La société Van Haren formait par suite opposition, en faisant valoir, sur le fondement de l’article 2.1, paragraphe 2, de la Convention Benelux, que la marque litigieuse était nulle. Selon Van Haren, cette marque est une marque figurative bidimensionnelle, à savoir une surface de couleur rouge, qui ne pourrait donc pas être protégée.  

En 2015, le Tribunal de district de La Haye, pour répondre à la demande en nullité, s’interrogeait ainsi sur le fait de savoir si, selon la Directive de l’Union sur les marques, la notion de « forme » devait s’entendre limitée aux seules caractéristiques tridimensionnelles d’un produit (soit les contours, la dimension et le volume) ou si elle visait également d’autres caractéristiques, comme la couleur.


C'est en cet état qu'était saisie la CJUE.


Le 12 juin 2018, la Cour de Justice des Communautés Européennes tranche ainsi en faveur de la marque protégée.

La Cour considère qu’en l’absence de toute définition dans la Directive de la notion de « forme », la détermination de la signification de ce terme doit être établie conformément au sens habituel de celui-ci dans le langage courant.

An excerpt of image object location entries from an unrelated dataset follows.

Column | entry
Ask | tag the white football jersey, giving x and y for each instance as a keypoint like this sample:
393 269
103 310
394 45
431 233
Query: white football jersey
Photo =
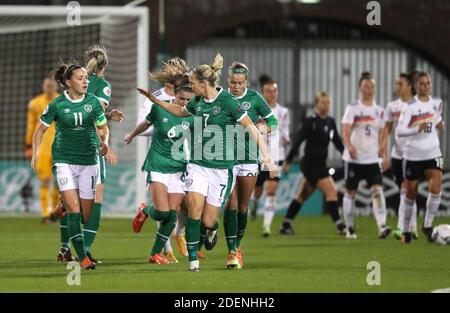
279 134
422 145
392 115
366 122
146 108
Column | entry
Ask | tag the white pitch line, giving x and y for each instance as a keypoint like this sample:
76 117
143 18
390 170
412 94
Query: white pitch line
445 290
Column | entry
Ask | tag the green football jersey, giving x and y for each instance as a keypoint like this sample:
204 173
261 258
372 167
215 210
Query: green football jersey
100 87
167 153
247 151
76 138
214 130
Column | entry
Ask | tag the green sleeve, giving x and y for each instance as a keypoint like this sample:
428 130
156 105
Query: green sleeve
104 92
49 114
99 114
271 121
151 116
262 107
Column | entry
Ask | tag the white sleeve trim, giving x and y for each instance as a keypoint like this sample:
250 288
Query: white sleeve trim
104 100
242 116
44 123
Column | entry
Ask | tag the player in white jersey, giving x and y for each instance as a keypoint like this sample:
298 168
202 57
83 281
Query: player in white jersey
405 92
167 94
422 155
278 139
363 123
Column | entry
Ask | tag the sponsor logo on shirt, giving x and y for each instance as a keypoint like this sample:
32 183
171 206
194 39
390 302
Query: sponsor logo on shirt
63 181
88 108
185 125
246 105
107 91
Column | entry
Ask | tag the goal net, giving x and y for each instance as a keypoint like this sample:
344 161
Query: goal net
32 40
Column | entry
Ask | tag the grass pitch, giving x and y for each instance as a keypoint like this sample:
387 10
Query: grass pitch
316 259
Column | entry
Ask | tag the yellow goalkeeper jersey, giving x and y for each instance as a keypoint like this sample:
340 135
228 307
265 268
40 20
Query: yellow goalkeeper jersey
35 109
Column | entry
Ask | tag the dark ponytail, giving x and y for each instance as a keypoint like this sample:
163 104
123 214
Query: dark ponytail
365 76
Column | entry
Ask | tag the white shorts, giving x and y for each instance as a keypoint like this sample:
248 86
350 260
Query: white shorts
81 177
214 184
174 181
246 169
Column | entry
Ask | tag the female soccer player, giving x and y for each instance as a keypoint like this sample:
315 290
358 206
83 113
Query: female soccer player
318 130
363 123
405 92
37 105
166 171
209 176
177 67
77 114
247 167
277 142
422 154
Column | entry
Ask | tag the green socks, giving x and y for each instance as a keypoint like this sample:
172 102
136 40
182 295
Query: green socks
192 238
230 227
74 227
164 231
92 225
242 224
64 232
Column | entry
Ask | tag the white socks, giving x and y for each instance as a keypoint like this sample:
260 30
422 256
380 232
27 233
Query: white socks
269 210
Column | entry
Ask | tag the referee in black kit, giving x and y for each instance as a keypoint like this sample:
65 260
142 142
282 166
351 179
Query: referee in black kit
318 130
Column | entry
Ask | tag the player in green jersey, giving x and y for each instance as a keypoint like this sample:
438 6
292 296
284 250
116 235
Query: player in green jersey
209 176
247 167
78 116
165 165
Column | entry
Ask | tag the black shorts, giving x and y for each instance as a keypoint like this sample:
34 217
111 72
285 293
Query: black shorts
313 171
414 170
264 175
397 171
354 173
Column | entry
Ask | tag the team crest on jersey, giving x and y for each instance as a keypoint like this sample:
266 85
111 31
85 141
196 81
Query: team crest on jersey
107 91
63 181
246 105
185 125
88 108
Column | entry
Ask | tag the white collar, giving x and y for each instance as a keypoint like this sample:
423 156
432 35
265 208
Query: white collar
214 99
71 100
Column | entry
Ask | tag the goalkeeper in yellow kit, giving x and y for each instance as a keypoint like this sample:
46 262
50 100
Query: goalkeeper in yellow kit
48 193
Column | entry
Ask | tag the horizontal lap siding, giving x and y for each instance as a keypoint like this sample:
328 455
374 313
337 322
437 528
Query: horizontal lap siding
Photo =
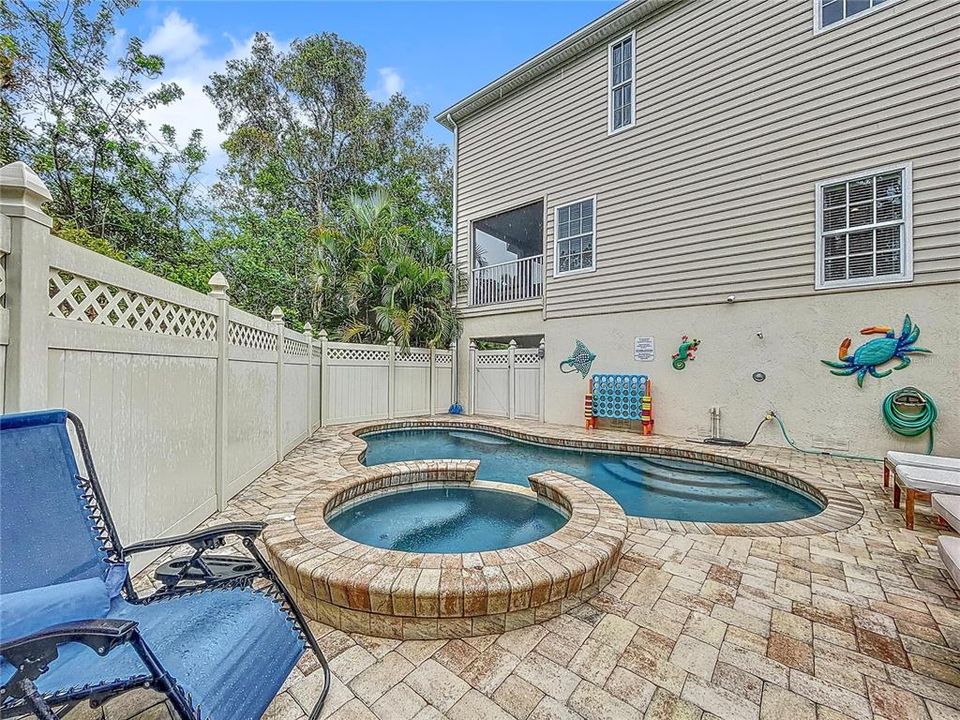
741 110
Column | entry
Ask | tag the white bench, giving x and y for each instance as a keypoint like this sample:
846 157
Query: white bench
893 459
948 508
921 482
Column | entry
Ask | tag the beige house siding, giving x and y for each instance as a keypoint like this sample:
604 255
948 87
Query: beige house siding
740 111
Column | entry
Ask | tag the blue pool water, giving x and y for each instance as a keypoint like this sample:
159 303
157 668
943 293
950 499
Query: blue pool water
651 487
444 520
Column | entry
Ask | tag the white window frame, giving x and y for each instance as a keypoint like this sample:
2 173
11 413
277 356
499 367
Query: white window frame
906 270
556 238
818 15
632 36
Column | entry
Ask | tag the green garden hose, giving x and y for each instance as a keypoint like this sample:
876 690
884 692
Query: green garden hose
906 424
910 424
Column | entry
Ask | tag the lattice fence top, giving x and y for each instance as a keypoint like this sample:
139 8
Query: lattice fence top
527 358
73 297
358 353
413 357
496 359
246 336
294 348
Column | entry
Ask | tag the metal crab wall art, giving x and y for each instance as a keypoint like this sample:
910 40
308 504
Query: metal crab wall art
872 354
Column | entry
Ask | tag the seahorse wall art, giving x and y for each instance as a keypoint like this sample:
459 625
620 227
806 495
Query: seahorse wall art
872 354
580 361
685 352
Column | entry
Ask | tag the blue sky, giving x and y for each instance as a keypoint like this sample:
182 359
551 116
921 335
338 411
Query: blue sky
434 52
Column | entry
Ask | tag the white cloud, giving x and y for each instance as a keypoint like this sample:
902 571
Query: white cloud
189 65
391 82
175 39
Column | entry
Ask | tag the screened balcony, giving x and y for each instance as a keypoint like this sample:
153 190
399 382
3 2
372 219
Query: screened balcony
508 256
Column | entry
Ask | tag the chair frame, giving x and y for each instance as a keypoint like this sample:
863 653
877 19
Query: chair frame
32 655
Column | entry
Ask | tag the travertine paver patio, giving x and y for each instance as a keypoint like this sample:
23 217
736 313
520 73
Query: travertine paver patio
859 623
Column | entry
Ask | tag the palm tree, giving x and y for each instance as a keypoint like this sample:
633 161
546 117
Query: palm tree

La CJUE estime donc qu’un signe ne saurait être considéré comme étant exclusivement constitué par la forme lorsqu’en l’occurrence, l’objet principal de ce signe est une couleur précisée au moyen d’un code d’identification internationalement reconnu.

Cette décision européenne confirme la validité de la marque de Christian Louboutin, et par voie de conséquence, considère la semelle rouge comme la marque exclusive du créateur.